Небо над Тремя Зубьями было совсем ясным; солнце, отражаемое вечным снегом на склонах, понемногу клонилось к закату. Долина круто уходила вниз. С дороги, по которой ехал Гвалиор, она просматривалась хуже, чем от ворот. Казалось, она упиралась прямо в скопление крутых, чёрных против солнца – только нестерпимо горели шапки ледников – гор. Гвалиор поймал себя на странной мысли: он толком не помнил, что же находится там, за ущельем, стиснутым отвесными каменными громадами. Он не был там вот уже почти шесть лет. «Эреза… Девочка, что же ты мне на сей раз прислала в письме? Станет ли у меня тепло на сердце, когда я его прочитаю? Эреза…»

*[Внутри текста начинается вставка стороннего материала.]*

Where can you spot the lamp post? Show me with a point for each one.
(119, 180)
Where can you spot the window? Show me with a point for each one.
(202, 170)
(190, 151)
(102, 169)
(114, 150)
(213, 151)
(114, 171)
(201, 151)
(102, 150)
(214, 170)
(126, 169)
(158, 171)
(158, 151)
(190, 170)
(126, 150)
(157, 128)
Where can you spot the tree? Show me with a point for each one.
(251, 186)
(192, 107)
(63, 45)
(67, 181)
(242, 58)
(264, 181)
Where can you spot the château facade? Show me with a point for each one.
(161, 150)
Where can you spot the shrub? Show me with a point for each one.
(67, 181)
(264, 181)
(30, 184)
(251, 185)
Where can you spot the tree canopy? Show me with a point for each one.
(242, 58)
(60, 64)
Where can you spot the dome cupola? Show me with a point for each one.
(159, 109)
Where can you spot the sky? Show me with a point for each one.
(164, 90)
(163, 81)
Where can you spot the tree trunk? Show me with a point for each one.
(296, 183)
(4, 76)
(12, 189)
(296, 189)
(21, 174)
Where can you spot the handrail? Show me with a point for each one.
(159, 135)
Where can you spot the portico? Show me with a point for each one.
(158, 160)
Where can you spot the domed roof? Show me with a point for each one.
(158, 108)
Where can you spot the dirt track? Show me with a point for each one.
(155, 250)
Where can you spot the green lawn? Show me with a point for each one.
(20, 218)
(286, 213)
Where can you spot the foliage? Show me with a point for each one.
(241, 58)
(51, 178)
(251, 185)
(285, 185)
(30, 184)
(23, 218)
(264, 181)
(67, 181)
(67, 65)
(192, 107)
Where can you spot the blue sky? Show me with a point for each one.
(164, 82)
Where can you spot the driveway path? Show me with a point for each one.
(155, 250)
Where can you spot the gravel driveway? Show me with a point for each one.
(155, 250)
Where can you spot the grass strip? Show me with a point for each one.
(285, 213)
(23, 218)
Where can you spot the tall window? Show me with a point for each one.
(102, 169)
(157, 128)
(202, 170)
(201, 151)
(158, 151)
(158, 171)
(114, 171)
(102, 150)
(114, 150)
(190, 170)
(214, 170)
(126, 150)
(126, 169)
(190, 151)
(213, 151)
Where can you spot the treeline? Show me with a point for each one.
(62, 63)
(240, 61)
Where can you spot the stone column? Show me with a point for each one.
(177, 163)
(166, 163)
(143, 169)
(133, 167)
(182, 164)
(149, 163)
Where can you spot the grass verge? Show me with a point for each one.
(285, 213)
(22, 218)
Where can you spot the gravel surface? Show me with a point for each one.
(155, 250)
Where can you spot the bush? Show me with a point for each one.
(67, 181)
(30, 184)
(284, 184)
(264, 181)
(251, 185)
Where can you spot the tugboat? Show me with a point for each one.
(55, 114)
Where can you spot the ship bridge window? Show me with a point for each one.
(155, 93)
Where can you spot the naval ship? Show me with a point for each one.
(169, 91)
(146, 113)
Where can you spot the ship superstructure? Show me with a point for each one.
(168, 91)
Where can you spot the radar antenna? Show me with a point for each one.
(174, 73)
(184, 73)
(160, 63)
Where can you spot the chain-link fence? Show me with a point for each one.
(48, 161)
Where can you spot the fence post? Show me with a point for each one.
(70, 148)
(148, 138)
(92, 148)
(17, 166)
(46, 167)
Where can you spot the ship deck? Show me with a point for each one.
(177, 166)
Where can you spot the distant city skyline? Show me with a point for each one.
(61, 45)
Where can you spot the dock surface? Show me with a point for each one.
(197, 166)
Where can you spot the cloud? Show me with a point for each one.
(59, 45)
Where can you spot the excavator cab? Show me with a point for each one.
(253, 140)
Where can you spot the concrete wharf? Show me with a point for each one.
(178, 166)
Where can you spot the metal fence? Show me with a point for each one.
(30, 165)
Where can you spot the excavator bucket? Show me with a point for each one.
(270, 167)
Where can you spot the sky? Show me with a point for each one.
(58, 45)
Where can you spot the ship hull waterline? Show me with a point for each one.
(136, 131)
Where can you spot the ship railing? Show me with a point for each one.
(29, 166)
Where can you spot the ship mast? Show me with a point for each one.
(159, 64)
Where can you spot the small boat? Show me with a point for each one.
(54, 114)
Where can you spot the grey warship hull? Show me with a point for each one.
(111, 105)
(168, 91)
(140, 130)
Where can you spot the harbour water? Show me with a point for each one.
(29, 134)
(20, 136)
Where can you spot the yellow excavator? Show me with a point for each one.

Караван был самый обыкновенный. Точно такой же, как год назад, и два года, и три. Повозка, запряжённая упорными выносливыми лошадьми, надсмотрщики с палками, длинная скрипучая цепь… Пропылённые, усталые, заросшие бородами лица прикованных рабов. Их глаза, в которых безнадёжность мешалась с ожиданием и безумной надеждой… Разбойники, попавшиеся воры, приговорённые к смерти убийцы. Несостоятельные должники, слишком смелые песнопевцы… грамотеи, набравшиеся странных мыслей из книг, запрещённых повелением государя… Последние две-три сотни шагов Ромашка одолела галопом. Опять сама, без просьбы и понукания. И звонко заржала, приветствуя сородичей.
Ксоо Тарким тоже не изменился с прошлого лета. Кажется, не нажил ни новой седины в усах, ни жирка на животе – да и с чего бы, если подумать, ему наживать благополучный жирок?.. Они с Церагатом и распорядителем Шаркутом уже осматривали медленно бредущих рабов, обсуждая, кто к какой работе пригоден.

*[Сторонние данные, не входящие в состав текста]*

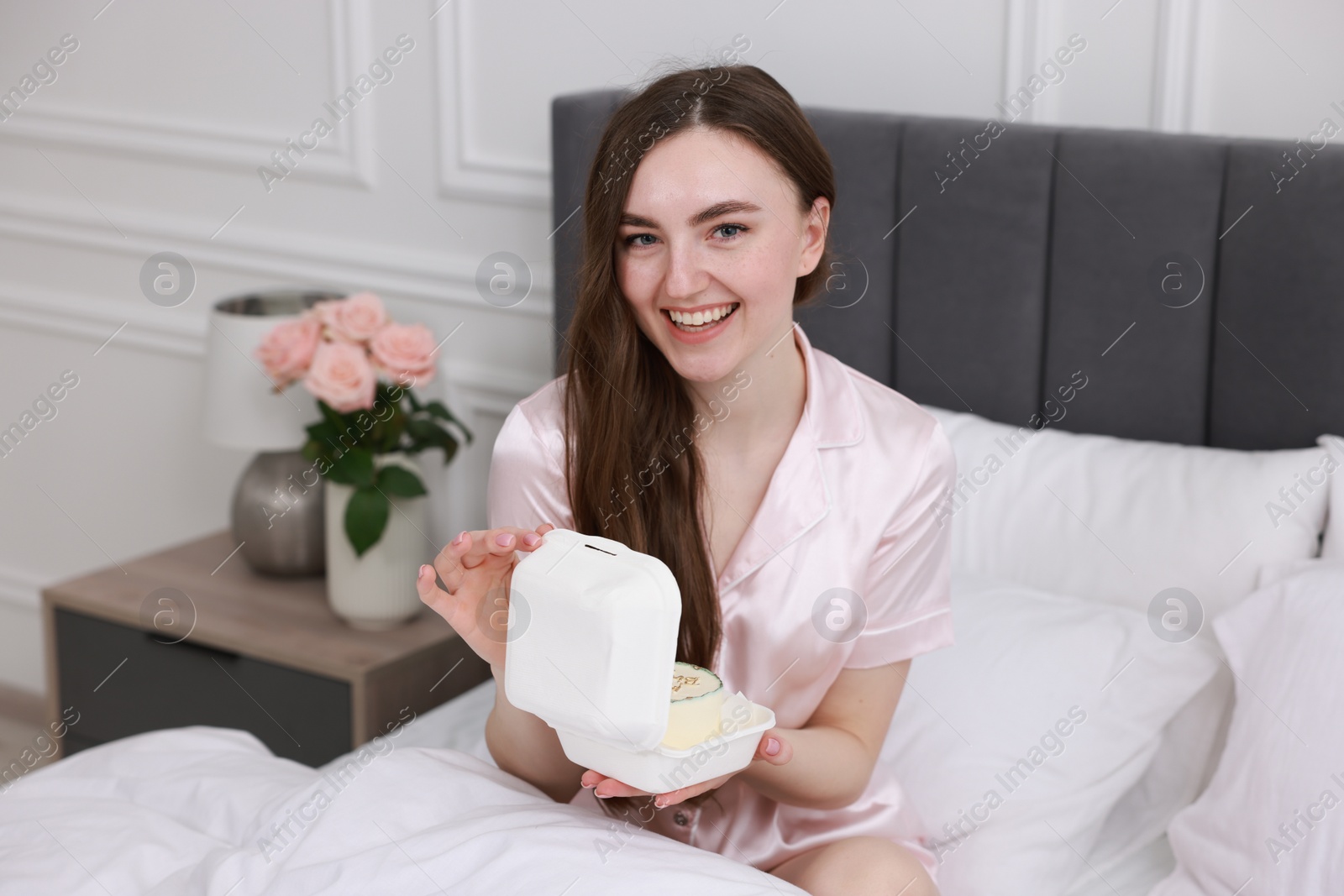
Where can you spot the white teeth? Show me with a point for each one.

– А лозоходца нового ты мне не доставил, Тарким? Вроде того мальчишки, халисунца, как бишь его звали… Каттаем?
– Да, верно, Каттаем… О, до чего же быстро летит время! Нет, друг мой Шаркут, подобного ему я тебе не доставил. С такими, ты ведь понимаешь, везёт только раз в жизни, и этот раз для нас с тобой, увы, уже миновал. Но, прошу тебя, приглядись получше вот к этому старику… да-да, ты ещё проехал мимо него, едва посмотрев. Ты, наверное, счёл его слишком старым и слабосильным? Тебе следует знать, что он весь путь прошёл сам, не отсиживаясь в повозке…
– Даже так?
– Да, друг мой. Даже так. Я, как водится, случайно заметил в нём качества, могущие тебе пригодиться…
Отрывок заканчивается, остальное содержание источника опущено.